As an ecosystem partner of Baidu Index, Datago has direct access to keyword search index data from Baidu's database, leveraging this information to build the BSIA-Consumer. This database encompasses popular brands that are actively searched by Chinese consumers, along with their commonly used names. By tracking Baidu Index search trends for these keywords, Datago precisely maps them to their corresponding publicly listed stocks.

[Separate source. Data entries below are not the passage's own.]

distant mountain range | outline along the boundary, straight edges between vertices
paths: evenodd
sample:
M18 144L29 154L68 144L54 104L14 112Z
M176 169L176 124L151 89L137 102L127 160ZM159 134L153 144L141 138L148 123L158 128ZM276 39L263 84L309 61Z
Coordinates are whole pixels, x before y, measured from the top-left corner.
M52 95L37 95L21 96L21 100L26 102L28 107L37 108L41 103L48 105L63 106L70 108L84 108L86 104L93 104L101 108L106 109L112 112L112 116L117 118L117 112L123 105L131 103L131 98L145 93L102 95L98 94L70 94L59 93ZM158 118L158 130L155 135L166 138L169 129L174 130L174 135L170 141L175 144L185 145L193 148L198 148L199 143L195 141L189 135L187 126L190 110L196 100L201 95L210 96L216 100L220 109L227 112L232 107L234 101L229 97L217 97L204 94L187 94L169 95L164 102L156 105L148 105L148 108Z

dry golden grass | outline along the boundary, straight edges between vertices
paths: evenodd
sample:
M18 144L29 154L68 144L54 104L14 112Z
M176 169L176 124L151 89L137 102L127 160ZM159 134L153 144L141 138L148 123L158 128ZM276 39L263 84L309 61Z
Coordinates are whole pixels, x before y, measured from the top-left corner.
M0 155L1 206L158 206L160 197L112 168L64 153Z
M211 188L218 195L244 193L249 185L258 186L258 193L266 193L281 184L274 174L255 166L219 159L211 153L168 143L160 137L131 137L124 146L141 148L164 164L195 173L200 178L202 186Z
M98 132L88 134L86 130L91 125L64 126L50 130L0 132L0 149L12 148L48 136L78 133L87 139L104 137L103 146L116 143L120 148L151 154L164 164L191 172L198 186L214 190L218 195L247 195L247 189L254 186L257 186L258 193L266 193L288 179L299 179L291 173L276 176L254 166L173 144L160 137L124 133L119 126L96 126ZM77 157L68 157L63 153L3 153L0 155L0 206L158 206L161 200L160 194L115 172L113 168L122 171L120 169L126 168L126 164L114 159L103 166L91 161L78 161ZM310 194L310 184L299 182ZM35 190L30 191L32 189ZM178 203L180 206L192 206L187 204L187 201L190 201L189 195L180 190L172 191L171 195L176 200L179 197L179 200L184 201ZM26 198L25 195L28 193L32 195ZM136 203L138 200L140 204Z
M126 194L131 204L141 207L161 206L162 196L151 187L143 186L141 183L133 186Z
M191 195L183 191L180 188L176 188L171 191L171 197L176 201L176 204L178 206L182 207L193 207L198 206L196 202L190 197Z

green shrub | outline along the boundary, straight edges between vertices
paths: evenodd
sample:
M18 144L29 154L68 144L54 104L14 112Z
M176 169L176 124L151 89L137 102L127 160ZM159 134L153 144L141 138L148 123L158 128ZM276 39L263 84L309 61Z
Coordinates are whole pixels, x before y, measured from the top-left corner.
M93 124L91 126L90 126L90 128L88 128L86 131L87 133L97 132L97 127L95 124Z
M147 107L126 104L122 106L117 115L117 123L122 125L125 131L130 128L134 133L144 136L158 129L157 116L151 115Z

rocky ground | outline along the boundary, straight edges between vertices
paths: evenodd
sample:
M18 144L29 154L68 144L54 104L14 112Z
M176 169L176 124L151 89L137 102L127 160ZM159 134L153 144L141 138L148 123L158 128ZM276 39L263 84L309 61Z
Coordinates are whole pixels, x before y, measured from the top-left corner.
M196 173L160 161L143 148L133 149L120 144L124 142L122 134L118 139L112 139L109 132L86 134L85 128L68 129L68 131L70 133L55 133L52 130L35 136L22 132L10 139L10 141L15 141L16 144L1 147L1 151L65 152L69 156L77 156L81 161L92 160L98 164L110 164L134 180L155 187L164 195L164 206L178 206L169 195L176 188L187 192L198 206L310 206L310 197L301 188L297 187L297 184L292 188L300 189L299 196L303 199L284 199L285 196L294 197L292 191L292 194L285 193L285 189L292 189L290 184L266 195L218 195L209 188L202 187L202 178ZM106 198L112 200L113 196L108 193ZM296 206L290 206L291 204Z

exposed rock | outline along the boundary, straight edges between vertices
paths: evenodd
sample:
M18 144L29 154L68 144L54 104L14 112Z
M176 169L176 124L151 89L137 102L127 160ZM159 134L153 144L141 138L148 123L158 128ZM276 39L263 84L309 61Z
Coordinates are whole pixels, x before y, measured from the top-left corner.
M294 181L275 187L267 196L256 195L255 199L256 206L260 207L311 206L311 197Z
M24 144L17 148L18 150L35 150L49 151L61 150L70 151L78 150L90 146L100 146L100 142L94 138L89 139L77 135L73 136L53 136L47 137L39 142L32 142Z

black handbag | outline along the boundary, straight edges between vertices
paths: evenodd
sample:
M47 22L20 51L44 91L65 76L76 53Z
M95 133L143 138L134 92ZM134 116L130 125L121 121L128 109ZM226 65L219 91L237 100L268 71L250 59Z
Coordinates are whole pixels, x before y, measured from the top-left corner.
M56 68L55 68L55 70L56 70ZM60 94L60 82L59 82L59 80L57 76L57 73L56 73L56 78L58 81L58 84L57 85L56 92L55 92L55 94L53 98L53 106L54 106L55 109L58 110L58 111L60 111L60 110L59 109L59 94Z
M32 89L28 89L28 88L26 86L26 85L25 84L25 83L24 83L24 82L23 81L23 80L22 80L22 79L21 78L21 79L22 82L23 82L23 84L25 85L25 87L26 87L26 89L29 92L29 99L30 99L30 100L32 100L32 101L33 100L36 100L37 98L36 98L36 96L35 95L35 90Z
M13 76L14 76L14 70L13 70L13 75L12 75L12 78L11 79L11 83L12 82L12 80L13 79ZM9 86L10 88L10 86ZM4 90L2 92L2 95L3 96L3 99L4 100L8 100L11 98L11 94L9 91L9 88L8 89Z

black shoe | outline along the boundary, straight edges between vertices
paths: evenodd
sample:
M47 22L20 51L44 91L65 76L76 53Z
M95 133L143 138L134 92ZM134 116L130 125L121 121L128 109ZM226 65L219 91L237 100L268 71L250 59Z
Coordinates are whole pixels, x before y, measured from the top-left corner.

The database covers over 1,100 consumer stocks and 3,000+ brand keywords across China, the United States, Europe, and Japan, with a particular focus on popular sectors like luxury goods and vehicles. Through its analysis of Chinese consumer search interest, this database offers investors a unique perspective on market sentiment, consumer preferences, and brand influence, including:
Brand Influence Tracking – By leveraging Baidu Search Index data, investors can assess the level of consumer interest in various brands, helping to evaluate their influence and trends within the Chinese market.
Consumer Stock Mapping – BSIA-consumer provides an accurate linkage between brand keywords and their associated consumer stocks, enabling investor analysis driven by consumer interest.
Coverage of Popular Consumer Goods – BSIA-consumer focuses specifically on trending sectors like luxury goods and vehicles, offering valuable insights into these industries.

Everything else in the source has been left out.